İstikşafi görüşmelerin kendi mantığı içerisinde devam edeceğini de sözlerine ekleyen Çelik, “Arzu ederiz ki Yunan tarafı daha olumlu açıklamalar yapsın. Gerilimi yükseltmek yerine daha pozitif yaklaşımlar içine girsin. Miçotakis'in yaptığı açıklamaları doğru bulmuyor ve tamamını reddediyoruz” ifadelerini kullandı.
Bir diğer gazetecinin, “Yeni anayasa çalışmaları gündemde. MHP'den destek açıklaması geldi. Diğer partilerle de bir temas olacak mı?” sorusuna yönelik Çelik, şu açıklamaları yaptı:
“Bu konularda tek başımıza yapacak gücümüz olsa bile AK Parti veya Cumhur İttifakı olarak, en geniş uzlaşmayı her zaman biz arzu ederiz. Anayasa nihayetinde hukuki bir metin olsa da devletin kurucu belgesi olan siyasal bir metindir. Buna herkesin pozitif katkı yapması gerekir. Siyaset kurumunun anayasa meselesi konusunda yapacağı işler gelecek nesillere borcumuzdur. Düşünülmesi gereken şey şudur, baştan şart koymak yerine, baştan sistem tartışmasıyla meseleyi kilitlemek yerine, nihayetinde sistem tartışmasına vatandaşımız karar vermiş, cumhurbaşkanlığı makamını halk seçiyor. Bütün bu gerçekler ortadayken gerçeklere karşı bir koşul öne sürerek ondan sonra Türkiye'nin gerçek bir anayasaya, sivil bir anayasaya kavuşma hedefinden Türkiye'yi uzaklaştırmamak gerekir, bu konuda pozitif yaklaşmak gerekir.”

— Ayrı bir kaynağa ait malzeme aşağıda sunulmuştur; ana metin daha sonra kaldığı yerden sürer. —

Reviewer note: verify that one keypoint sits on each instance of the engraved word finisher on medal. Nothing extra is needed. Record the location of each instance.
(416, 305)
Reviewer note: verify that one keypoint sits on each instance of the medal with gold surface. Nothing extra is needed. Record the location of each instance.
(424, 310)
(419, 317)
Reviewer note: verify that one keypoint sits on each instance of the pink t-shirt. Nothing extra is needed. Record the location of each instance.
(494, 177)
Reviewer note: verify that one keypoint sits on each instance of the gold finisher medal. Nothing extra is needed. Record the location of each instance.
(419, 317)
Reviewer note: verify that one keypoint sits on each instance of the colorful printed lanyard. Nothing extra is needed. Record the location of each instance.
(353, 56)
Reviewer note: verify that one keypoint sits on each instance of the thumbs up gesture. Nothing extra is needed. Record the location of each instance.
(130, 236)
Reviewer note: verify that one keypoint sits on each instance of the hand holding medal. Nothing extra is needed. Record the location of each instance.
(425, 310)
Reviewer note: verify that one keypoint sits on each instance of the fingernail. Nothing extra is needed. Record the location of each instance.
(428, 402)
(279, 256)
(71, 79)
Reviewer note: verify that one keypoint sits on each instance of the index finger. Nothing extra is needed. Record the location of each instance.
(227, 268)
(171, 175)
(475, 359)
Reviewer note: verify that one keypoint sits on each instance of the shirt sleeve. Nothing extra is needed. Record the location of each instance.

Enis Berberoğlu'nun yeniden yargılanma talebinin kabul edilmesi kararını değerlendiren Çelik, “Süreç yargısal bir süreç. Yargı kurumları karar veriyor. Türkiye'de yargı mekanizması işliyor. Yüksek mahkeme karar vermiş, yerel de belli mekanizmalar harekete geçmiş. Bizim bu süreçle ilgili söyleyeceğimiz bir şey yok. Meclis'e bir görev olarak düşen konular geldiği zaman grubumuz değerlendirmesini yapacak ve tavrını ortaya koyacaktır” diye konuştu.
CHP'deki istifaları da ele alan Çelik, “İstifalar konusunu yakından takip ediyoruz. Bir partinin iç meselesi olarak gündeme geliyor. Daha sonrasında yapılan açıklamaları da yakın bir şekilde takip ediyoruz. Bu gelişmeler olduğu zaman hemen cumhurbaşkanlığı külliyesine haksız ve maalesef ahlak dışı bir şekilde saray diyenler hemen bu gelişmelerin arkasında cumhurbaşkanımız, partimiz ya da hükümetimiz var mı gibisinden bir tavır içerisine giriyorlar. Zaten kendisinin partisinden birileri istifa ettiği zaman birileri çıkıp bunu bize bağlıyorsa aslında bu ne kadar zayıf ve kırılgan olduklarını gösteriyor. İstifa edenlerin niçin istifa ettiğini takip ediyoruz. Konuyu bir başka partinin iç meselesi ve siyasette bir takım yeni oluşumların ortaya çıkması olarak değerlendiriyoruz” dedi.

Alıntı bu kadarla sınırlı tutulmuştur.